The first is Australia’s banking system and the banks’ extraordinarily tolerance for risky mortgage debt (aided, in no small part, by the Reserve Bank’s idiotic slashing of interest rates in recent years). Take the Commonwealth Bank, which makes up around a quarter of Australia’s mortgage market (it has $456 billion of mortgages on its books, which are an asset on its balance sheet). That is up more than $33 billion in the last year. So there is an inherent conflict here: by lending more and more money to home-buyers, banks are loading more risk onto their balance sheet. However, in the short-to-medium term, the more banks lend, the more they make in profit (which leads to higher executive salaries).
So you’ve got the RBA lowering rates, which means borrowers need to repay less each month, and at the same time, banks are lending more because it boosts short-term profitability and, notionally, borrowers are able to borrow more as repayments are lower. House-buyers will generally spend as much on a house as their bank will lend them; the more banks lend, the more house prices go up. It’s no surprise that while prices have skyrocketed, the percentage of Australian household debt to GDP has risen from 50% in 1997, when the boom commenced, to 123% now.
In conjunction with a foolhardy RBA and profit-hungry banks, the bubble has been underpinned by a series of government policies that have benefited a small segment of voters: wealthy baby boomers who own property. The Liberal Party looks after this slice of voters because they are a core support base. Labor has backed the policy out of an apparent fear of looking like a party hostile to business (and the Liberals are running a pretty smart, albeit highly dishonest, scare campaign). The specific policies that have exacerbated the bubble are: the principal residence capital gains exemption; negative gearing; discounted capital gains tax (CGT) on investment properties; and a lack of a broad-based land tax.
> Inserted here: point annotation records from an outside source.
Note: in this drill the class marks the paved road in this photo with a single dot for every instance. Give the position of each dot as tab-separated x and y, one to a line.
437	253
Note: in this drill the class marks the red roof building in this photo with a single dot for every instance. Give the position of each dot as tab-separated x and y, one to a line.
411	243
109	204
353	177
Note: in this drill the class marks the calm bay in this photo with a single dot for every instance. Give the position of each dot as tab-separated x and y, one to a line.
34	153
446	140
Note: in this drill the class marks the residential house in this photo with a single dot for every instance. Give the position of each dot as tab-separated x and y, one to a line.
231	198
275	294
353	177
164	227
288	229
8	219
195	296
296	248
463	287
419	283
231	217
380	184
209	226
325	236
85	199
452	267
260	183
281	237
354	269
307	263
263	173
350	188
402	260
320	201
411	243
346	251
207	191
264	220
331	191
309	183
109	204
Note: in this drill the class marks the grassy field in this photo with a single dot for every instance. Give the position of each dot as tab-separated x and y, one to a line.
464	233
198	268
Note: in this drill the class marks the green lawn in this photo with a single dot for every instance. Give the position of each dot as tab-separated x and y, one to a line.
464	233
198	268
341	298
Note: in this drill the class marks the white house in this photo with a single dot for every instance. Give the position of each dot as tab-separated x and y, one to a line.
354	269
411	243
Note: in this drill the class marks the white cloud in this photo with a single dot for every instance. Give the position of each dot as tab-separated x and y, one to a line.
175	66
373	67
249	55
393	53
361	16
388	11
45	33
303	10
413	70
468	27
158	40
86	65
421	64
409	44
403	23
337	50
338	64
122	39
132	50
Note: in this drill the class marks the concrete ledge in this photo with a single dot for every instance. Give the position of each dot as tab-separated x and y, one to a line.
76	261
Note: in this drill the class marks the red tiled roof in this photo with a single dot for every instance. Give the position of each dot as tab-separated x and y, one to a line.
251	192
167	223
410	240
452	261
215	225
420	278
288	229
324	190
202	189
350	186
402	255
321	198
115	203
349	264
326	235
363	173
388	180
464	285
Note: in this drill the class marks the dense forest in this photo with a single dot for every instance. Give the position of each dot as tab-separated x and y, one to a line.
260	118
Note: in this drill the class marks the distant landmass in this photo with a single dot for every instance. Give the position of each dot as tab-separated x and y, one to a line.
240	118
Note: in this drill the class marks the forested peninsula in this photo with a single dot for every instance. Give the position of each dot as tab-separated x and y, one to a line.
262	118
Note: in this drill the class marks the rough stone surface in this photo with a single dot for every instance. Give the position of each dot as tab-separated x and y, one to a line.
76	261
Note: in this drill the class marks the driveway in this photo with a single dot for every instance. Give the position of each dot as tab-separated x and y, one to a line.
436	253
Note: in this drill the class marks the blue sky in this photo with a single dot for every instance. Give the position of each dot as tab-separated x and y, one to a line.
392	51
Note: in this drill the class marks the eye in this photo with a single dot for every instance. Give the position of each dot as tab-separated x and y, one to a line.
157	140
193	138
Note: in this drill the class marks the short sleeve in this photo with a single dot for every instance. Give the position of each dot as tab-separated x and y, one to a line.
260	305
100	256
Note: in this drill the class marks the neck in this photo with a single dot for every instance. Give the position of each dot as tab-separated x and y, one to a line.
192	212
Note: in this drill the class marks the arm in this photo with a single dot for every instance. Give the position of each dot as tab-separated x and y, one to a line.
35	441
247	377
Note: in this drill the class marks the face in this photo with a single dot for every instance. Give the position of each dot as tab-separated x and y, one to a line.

One small side point before I explain how to fix the bubble: higher house prices are bad for almost everyone (not just renters who are trying to buy their first home). The only people who should be encouraging higher house prices are those who own multiple investment properties. If you own only your principal residence, there is no reason to want higher house prices — at some point, you will probably buy another property, and the higher its price, the more you pay in stamp duty and agent’s fees (as well as council rates). Then there’s the fact that money invested in land is money not invested in productive assets. (There’s also the fact that many baby boomers sitting on multimillion-dollar properties have children who can’t afford to buy a first home — this has led to loans from parents to their kids increasing almost 50% in the last decade.)
OK, so now perhaps everyone (other than perhaps wealthy land barons) agrees expensive housing is a problem that needs fixing, but what’s the best way to do it?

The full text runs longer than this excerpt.